Cosa stai trascurando nella tua gelateria?

Domenica con tanto vento e tanta pioggia, dove siamo andati con Simona? Ebbene si, all’IKEA!!!

E a quanto pare non c’eravamo solo noi, ma anche altre svariate migliaia di persone che non volevano passare la domenica a casa. Anche perchè parliamoci chiaro: IKEA è la fabbrica dei sogni di tutti noi. Con quei nomi tutti strani che a pronunciarli sembrano parolacce, ma che vengono portati da mobili e complementi d’arredo con tanta grazia.

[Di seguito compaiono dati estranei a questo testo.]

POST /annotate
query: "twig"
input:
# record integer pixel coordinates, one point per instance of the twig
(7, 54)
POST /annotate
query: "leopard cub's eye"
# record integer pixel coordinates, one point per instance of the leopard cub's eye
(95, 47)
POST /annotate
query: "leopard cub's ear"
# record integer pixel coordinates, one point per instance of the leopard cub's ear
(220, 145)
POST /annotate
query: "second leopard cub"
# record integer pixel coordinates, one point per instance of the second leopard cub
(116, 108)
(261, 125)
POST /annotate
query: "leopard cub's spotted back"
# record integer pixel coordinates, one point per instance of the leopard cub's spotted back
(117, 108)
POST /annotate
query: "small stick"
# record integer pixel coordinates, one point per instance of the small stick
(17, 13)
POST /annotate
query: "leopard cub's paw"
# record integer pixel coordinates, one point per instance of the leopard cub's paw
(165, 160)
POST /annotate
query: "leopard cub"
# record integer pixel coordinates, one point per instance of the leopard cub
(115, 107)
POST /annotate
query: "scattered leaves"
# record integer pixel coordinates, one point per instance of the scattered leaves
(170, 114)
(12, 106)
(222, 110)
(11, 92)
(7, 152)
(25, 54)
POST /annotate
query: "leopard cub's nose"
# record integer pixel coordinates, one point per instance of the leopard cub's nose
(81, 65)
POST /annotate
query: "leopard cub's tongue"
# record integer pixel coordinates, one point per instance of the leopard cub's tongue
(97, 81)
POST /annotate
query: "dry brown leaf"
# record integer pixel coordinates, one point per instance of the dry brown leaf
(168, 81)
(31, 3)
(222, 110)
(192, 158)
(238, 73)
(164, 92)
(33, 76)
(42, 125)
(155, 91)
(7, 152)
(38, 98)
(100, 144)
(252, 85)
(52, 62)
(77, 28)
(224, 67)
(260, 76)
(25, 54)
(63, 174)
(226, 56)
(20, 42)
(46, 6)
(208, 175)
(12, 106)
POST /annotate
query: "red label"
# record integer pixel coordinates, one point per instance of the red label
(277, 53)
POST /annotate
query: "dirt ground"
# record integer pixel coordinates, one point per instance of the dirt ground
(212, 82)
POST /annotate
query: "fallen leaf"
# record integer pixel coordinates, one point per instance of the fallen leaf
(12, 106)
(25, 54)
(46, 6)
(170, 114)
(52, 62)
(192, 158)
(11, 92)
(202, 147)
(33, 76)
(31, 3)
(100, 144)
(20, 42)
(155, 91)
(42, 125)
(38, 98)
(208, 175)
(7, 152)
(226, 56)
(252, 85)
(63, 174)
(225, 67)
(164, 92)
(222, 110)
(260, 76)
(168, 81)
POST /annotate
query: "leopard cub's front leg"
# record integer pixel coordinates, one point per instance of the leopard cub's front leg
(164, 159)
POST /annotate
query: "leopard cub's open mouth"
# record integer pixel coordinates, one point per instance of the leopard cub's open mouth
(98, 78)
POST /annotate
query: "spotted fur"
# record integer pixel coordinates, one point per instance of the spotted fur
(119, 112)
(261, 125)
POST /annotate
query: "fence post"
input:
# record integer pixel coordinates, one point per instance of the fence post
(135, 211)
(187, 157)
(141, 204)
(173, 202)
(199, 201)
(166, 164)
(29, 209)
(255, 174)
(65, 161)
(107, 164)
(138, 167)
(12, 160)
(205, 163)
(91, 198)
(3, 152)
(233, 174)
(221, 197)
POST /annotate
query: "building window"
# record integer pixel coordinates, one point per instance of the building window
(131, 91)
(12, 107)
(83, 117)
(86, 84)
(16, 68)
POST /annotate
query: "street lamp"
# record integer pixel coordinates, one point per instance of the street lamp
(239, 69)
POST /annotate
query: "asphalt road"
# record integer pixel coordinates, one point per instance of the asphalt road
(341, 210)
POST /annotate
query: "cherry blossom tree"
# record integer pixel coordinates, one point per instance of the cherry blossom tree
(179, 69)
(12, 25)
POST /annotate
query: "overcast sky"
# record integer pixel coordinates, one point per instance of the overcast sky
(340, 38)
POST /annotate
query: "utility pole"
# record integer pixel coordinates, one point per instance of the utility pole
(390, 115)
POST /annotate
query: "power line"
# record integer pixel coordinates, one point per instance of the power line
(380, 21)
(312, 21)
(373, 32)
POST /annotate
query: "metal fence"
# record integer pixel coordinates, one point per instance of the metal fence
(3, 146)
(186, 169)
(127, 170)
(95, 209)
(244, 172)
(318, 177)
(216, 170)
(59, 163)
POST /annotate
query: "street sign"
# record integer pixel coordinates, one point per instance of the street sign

Amo andarci perchè sogno ogni volta di rivoluzionare l’arredo di casa, ma il sogno finisce quando inizio a realizzare che devo montarmi tutto da solo. E allora ci limitiamo  a comprare piatti, bicchieri, qualche biscotto e soprattutto prendiamo un muffin con cacao, goccie di cioccolato e cuore di similnutella. Non ci chiediamo se è sano e di qualità. Ci piace ,ce lo mangiamo e ce lo godiamo!

C’è di buono che hanno tutti i bagni che vuoi e prima di rimettersi in macchina facciamo una capatina. Ora voglio fare una domanda ai maschietti che stanno leggendo: Ma quando fate pipì e per così dire vi liberate, non vi viene da alzare la testa? Penso di si perchè altrimenti non si spiega perchè spesso e volentieri non facciamo centro e veniamo accusati di usare lo strumento come un idrante in un incendio.

Allora, non è il mio caso. Sono paragonabile ad un cecchino è per questo che qualche volta distolgo lo sguardo, ed oggi mi è successo di guardare le griglie dell’areazione dentro quel bagno. Completamente ostruite da polvere e laniccia. Ammetto che questo per me è ormai un riflesso condizionato dal lavoro che ho fatto in una vita precedente. per circa 3 anni ho camminato a naso in sù perchè avevo il compito di trovare e pulire le griglie di areazione dentro un ospedale.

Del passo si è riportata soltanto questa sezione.